Along with these direct effects, large companies indirectly stimulate the creation, growth and productivity of SMEs in their supply chains – and in turn depend on these SMEs to provide intermediate inputs for their ecosystems.
So why are none of the MENAP countries included in MGI’s analysis on high performing emerging market economies?
On one hand, our region has an underdeveloped private sector compared to global benchmarks; but I would also argue that the fundamentals are not in place for private sector companies to scale and become pan-regional players with a right to play on the global stage.
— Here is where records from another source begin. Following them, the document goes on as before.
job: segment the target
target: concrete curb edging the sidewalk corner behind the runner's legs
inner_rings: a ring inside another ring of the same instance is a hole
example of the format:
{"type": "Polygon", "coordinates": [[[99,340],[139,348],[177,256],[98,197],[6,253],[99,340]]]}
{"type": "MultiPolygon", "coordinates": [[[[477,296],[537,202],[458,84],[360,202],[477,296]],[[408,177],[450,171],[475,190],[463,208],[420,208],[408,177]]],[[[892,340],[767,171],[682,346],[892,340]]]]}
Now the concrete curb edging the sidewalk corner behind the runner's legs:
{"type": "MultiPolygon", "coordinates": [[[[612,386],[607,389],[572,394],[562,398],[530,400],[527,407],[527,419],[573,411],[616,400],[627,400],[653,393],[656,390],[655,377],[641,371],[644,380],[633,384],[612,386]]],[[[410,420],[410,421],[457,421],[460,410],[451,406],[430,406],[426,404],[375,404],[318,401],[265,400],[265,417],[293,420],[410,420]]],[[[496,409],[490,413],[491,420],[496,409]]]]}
Ultimately, economic integration will be required to transform MENAP into a stronger and more competitive region, and a more attractive place for global talent to thrive.
Creating the right conditions for this integration, pragmatically speaking, comes down to three levers: selective deregulation; free movement of resources (including people, goods, services and data); and the implementation of common standards across the region.
What stands out when considering regions that have already achieved degrees of success, is the relative simplicity and ease with which companies can do business; where selective deregulation has contributed to breaking monopolistic market structures, fostering healthy competition, and attracting foreign investments.
Unhindered, the movement of resources provides multiple benefits, including greater choice of goods and services for customers across the region, a more dynamic labour market that encourages talent nomads to pursue the most attractive opportunities, and harmonised data regulations that can catalyze organizations’ abilities to leverage data-driven insights.
Considering that currently less than 20% of the goods trade in MENAP is intra-regional, the need to stem the brain drain of talent from the region, and the hugely positive impact that data can contribute to servicing the fast-evolving wants, needs and behaviours of the region’s citizens and visitors, this lever is critical to any measure of lasting success.
And lastly, creating common regulatory standards across the region would constitute a major release of successful economic integration and should be considered for the sectors that drive the greatest value creation.
Of course, only a concerted effort and a portfolio of initiatives will get us closer to the creation of an economic regional bloc that has a meaningful role to play on the global stage.
And while no institution or individual alone can address, surmount and overcome the challenges the MENAP terrain presents, the engines of the private sector can and should lead the way.
The World Economic Forum’s theme this year issues a rallying cry, for communities and networks to work together to amplify their collective impact.
I believe it is the responsibility of large companies across MENAP to think strategically about the ways in which they will make a positive contribution and drive a step change in the advancement of the region in which we operate, and the world at large. In other words, now is the time for private sector leaders to step up and act in the best interests of the ecosystem, not only to satisfy their shareholders’ expectations.
It will require extraordinary leadership, grit, unwavering commitment and incredible perseverance – an unshakable belief that together, we are the engines that can.
But I am an optimist and believe we can rise to this challenge and create a region that can flourish and contribute its fair share to global growth. This will not only lead to economic prosperity for MENAP and its people, but also leave a mark that will make a positive difference to our generation and the youth that will inherit our legacy.